A new IT Services for Business has launched but very quietly through Apple. They are now offering AI-powered audio narration for select titles on Apple Books. On their website for authors, the company says that this feature will help independent authors who might not be able to convert their titles to audiobooks because of “the cost and complexity of production.” But what does this mean for humans?
Apple states the program is for independent authors only and currently they have to sign up with partner publishing companies — Draft2Digital or Ingram CoreSource — to get their book narrated by Apple’s AI voices.
“Apple Books digital narration brings together advanced speech synthesis technology with important work by teams of linguists, quality control specialists, and audio engineers to produce high-quality audiobooks from an ebook file. Apple Books has long been on the forefront of innovative speech technology and has now adapted it for long-form reading, working alongside publishers, authors, and narrators,” Apple said on its website.
Apple is already accepting submissions under the romance and fiction genres — with support for only literary, historical, and women’s fiction at the moment — through the partners above. They are also starting AI-powered voice narration work for nonfiction and self-development genres. Right now, Apple offers four voices under soprano and baritone categories: Madison and Jackson (romance and fiction); Helena and Mitchell (self-development and non-fiction). According to Apple, these voices are trained in specific genres, but Apple didn’t specify what training data it is using to tune them.
A report from The Guardian noted that Apple wanted to release this feature last November. It was delayed because of industry-wide layoffs.
Most platforms — except Audible — allow books that are narrated by AI-generated voices. However, Apple’s entry into the market might attract a lot of attention to platforms such as Matrix-backed Murf that creators to make AI-powered audiobooks. At the moment, there’s no detail about how much Apple is charging publishers (or authors) for the whole process of converting a book into an audiobook.
Apple is already receiving pushback from regulators about App Store fees, and it might have to allow alternative app stores and third-party payment options that might have an impact on its revenue.

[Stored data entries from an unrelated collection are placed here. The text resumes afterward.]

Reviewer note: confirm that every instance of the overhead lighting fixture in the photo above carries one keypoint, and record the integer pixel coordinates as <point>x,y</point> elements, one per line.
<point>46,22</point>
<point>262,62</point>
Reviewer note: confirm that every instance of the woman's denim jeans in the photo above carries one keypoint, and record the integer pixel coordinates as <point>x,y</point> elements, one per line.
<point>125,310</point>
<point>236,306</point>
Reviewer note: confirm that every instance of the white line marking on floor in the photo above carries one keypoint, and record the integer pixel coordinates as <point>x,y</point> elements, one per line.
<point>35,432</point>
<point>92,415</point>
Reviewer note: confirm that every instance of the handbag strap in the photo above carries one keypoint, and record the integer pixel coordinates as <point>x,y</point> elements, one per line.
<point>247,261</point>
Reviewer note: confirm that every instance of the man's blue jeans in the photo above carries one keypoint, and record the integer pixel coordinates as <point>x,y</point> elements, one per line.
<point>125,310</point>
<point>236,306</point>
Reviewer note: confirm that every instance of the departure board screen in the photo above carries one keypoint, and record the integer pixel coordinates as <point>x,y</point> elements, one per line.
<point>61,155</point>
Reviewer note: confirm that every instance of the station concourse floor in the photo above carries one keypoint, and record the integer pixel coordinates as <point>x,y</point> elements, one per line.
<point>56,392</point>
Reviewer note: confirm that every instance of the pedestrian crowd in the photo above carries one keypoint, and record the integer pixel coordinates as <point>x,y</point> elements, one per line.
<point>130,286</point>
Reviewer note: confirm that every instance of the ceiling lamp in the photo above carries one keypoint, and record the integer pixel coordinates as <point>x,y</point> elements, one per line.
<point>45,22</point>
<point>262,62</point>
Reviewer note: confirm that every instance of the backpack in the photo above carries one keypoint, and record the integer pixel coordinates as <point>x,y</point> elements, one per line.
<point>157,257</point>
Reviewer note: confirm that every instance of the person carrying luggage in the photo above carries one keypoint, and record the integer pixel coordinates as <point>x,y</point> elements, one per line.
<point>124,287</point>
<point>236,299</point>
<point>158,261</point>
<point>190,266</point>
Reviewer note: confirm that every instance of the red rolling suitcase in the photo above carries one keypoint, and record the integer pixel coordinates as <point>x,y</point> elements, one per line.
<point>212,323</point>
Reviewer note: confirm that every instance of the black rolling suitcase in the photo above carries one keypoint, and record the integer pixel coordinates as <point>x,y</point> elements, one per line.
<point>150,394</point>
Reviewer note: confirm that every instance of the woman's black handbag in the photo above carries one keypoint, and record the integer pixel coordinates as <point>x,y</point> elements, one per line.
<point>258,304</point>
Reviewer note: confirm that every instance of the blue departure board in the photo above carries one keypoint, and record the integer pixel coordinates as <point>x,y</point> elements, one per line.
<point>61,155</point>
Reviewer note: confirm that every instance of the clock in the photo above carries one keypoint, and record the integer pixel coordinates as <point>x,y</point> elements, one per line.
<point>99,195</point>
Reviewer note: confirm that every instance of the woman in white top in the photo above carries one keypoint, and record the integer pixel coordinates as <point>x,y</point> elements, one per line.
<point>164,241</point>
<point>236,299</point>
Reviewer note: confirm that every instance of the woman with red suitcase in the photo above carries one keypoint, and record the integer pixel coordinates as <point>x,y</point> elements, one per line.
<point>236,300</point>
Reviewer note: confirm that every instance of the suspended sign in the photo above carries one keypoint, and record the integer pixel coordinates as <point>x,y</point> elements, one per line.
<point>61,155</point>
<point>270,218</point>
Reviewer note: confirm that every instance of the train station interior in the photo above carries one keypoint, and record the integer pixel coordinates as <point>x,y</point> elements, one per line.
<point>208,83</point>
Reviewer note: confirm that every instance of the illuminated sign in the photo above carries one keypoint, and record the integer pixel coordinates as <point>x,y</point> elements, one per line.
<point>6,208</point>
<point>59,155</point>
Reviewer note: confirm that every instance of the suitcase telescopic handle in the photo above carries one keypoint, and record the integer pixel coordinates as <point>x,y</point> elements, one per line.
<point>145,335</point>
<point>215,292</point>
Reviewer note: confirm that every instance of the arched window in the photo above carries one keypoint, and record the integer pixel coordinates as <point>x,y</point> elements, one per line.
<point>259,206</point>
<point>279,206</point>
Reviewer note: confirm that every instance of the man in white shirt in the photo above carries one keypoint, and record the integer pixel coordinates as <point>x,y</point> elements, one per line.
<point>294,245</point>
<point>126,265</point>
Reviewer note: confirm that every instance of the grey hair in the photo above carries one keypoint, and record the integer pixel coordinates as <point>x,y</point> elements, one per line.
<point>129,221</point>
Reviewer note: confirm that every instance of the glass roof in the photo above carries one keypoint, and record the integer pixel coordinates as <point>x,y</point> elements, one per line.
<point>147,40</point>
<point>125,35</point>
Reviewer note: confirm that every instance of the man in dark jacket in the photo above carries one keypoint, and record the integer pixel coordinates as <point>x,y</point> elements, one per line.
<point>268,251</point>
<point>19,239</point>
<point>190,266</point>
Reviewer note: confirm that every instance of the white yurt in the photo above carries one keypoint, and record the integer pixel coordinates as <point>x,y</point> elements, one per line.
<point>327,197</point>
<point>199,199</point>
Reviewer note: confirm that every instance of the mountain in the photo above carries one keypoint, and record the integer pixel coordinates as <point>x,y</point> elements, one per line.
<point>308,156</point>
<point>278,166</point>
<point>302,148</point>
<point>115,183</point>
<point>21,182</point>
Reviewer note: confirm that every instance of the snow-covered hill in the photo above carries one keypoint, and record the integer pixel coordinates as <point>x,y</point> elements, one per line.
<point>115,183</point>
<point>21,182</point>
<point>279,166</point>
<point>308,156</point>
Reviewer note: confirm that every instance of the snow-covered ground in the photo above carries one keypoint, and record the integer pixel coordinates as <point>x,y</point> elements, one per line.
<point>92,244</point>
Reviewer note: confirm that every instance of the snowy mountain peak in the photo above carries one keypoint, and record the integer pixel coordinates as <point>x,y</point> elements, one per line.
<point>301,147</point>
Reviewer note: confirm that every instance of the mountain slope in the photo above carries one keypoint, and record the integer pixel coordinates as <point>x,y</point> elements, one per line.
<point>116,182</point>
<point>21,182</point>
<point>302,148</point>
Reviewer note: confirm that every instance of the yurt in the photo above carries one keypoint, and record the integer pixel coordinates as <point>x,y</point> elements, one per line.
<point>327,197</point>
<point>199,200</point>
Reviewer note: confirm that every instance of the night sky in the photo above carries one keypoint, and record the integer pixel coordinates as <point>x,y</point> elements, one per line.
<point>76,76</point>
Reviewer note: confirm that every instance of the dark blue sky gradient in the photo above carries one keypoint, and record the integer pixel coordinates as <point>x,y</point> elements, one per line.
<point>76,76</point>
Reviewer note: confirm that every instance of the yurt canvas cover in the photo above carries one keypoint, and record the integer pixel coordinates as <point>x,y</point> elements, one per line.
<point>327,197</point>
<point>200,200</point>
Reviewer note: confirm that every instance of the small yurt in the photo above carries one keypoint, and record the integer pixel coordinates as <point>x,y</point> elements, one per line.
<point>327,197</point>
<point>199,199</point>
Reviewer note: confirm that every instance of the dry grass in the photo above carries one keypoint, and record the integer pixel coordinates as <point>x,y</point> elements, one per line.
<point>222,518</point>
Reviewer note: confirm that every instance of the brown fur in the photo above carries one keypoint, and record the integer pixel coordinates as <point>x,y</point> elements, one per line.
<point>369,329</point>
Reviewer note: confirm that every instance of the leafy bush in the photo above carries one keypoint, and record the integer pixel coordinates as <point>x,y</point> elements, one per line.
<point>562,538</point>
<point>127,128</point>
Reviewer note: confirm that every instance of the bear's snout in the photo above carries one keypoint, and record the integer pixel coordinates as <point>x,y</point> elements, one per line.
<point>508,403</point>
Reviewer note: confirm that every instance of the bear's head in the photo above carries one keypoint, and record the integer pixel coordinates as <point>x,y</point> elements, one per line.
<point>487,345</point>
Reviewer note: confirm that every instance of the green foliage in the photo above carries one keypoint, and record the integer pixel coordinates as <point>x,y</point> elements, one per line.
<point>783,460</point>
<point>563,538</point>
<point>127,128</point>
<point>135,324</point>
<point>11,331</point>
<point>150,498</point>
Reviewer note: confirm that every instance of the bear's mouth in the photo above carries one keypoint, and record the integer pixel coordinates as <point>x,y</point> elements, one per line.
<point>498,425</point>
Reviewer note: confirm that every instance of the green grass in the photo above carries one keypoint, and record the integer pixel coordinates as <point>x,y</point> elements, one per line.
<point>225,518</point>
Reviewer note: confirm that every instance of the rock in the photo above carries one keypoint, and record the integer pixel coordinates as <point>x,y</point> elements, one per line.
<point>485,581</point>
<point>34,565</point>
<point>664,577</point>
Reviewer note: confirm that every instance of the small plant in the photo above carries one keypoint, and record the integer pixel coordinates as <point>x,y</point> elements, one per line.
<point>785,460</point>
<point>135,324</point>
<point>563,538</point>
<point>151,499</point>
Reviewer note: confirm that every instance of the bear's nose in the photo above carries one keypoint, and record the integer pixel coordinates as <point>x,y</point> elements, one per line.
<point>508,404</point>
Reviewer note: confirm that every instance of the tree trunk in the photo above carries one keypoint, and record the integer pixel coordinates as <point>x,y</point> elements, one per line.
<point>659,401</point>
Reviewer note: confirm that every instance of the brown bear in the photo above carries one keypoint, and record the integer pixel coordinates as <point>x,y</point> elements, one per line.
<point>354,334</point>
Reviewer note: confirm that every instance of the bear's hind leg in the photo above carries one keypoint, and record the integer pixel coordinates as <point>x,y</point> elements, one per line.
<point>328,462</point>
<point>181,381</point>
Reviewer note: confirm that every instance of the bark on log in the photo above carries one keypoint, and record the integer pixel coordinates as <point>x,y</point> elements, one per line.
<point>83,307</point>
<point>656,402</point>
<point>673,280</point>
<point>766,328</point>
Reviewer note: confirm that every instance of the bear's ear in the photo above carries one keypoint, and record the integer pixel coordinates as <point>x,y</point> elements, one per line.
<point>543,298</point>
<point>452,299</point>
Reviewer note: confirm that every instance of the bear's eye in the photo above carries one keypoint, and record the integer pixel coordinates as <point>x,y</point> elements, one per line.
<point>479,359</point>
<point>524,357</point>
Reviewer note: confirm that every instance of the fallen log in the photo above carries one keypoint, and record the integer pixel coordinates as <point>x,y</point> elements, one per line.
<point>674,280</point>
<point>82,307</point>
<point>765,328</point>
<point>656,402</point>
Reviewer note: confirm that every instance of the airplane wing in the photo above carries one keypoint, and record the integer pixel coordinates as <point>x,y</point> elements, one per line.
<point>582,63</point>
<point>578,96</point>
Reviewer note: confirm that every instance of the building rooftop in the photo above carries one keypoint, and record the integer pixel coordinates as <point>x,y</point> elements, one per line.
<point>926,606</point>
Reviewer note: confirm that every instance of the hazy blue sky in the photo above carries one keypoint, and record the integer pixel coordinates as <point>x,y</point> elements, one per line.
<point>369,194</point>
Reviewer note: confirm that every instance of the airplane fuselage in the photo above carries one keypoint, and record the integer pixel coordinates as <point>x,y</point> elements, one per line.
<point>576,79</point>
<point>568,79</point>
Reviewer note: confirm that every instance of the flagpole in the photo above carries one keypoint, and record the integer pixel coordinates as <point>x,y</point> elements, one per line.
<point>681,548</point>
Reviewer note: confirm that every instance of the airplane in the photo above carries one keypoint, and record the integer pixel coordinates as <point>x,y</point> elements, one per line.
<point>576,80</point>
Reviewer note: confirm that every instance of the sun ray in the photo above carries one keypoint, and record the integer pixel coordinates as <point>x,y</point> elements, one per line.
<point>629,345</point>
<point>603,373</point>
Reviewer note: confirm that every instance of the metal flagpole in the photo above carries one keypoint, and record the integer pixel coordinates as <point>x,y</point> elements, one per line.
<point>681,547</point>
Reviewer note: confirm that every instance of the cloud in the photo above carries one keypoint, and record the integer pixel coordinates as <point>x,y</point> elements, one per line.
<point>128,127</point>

Apple isn’t the only company who is looking into AI. Amazon, whose Audible rules explicitly state that submitted audiobooks “must be narrated by a human.” Notably, its Kindles used to offer a text-to-speech feature, but this was discontinued a decade ago after copyright concerns were raised. At least one AI-narrated audiobook has appeared on Amazon’s service in the past, according to this report from Wired, but it was removed after being reported.
Spotify has also been investing in making audiobooks the third pillar of its streaming service beside podcasts and music. But Spotify’s audiobook ambitions have mainly made headlines because of its clashes with Apple’s rules around in-app payments, which Spotify claims are “choking competition” and are “anticompetitive.”